À Paris et en Île-de-France, plusieurs particularités renforcent la vigilance. Les montants de taxe foncière y figurent parmi les plus élevés de France, avec des valeurs locatives cadastrales encore issues de la révision de 1970 actualisées, si bien qu’un écart de catégorie pèse lourd en euros : chaque erreur de consistance se paie au prix parisien du mètre carré fiscal. Les ventes d’automne y sont nombreuses, entre mutations professionnelles de la rentrée et arbitrages de fin d’année, et les prorata portent sur des sommes significatives qui justifient une mise en demeure rapide en cas d’impayé. Juridiction compétente : le tribunal judiciaire de Paris pour les biens parisiens, avec une mise en demeure préalable et une tentative de conciliation qui renforcent le dossier, comme dans l’affaire de Valenciennes où la conciliation infructueuse avait précédé l’assignation. Pièces à préparer : acte de vente avec la clause impôts et taxes, avis d’imposition 2026, décompte du prorata jour par jour, échanges écrits avec l’acquéreur, et pour une contestation de la base, plans, diagnostics de surface et photographies.

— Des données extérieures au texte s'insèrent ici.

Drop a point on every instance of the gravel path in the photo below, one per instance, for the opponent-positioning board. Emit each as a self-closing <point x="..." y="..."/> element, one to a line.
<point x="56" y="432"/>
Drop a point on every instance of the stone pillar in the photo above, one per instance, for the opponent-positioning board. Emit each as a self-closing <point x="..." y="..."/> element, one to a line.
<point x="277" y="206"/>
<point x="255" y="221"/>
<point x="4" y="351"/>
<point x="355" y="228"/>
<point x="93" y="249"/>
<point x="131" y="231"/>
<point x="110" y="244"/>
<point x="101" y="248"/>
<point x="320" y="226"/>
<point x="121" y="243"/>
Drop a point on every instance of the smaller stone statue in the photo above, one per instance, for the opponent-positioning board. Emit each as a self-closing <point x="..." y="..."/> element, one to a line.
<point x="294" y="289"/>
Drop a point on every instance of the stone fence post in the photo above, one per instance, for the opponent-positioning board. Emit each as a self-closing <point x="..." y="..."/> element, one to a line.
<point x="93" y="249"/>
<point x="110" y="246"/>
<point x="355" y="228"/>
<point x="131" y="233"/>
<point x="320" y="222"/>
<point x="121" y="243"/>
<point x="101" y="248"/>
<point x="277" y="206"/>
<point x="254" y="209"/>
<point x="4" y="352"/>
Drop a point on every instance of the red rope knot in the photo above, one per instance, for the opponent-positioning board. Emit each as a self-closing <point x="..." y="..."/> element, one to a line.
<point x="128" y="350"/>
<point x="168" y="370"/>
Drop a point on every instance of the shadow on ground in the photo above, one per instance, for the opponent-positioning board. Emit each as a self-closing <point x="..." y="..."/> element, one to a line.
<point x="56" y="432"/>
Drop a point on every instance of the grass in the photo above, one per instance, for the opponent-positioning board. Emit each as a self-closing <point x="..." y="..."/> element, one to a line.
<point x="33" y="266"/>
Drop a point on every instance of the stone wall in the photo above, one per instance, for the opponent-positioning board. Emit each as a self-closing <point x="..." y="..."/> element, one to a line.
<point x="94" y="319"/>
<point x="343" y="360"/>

Canal procédural : réclamation au service des impôts des particuliers du lieu du bien avant le 31 décembre 2027 pour la base, puis tribunal administratif en cas de rejet ; assignation au tribunal judiciaire pour le remboursement du prorata entre parties. Point d’attention du ressort : les arrondissements parisiens et les communes de petite couronne appliquent des taux communaux et intercommunaux distincts, de sorte qu’un avis globalement élevé peut provenir du taux local autant que de la base, et la réclamation n’est utile que si c’est la base qui est erronée. Vérifiez donc séparément la base et les taux avant d’écrire au fisc.
Conclusion
L’avis de taxe foncière reçu en septembre 2026 désigne un redevable unique face au fisc, le propriétaire du bien au 1er janvier, en application des articles 1400 et 1415 du code général des impôts, et la taxe d’habitation sur la résidence secondaire suit la même règle au nom de celui qui avait la disposition des lieux. Entre le vendeur et l’acquéreur, la clause de prorata de l’acte de vente organise le remboursement, avec la force obligatoire des contrats, et les juges la font exécuter au jour près, comme les 958,02 euros alloués à Valenciennes ou la provision de 16 427 euros ordonnée à Thonon-les-Bains. Les litiges naissent de l’absence de clause, d’une information trompeuse sur les montants avant la vente, sanctionnée à Paris par 3 216 euros de dommages-intérêts contre les professionnels, ou d’un bien cédé avec un locataire insolvable, indemnisé à Rennes à hauteur de 5 877,42 euros. Pour agir utilement : payez l’avis 2026 à l’échéance d’octobre pour stopper les majorations, réclamez le prorata à l’autre partie sur présentation de l’avis et du décompte, et contestez une base erronée avant le 31 décembre 2027 avec un dossier chiffré. À Paris et en Île-de-France, où les montants rendent chaque jour de prorata coûteux, ces réflexes valent d’autant plus. Un examen de l’acte et de l’avis par un avocat permet de choisir entre la simple mise en demeure, la réclamation fiscale et l’assignation, sans laisser prescrire aucun délai.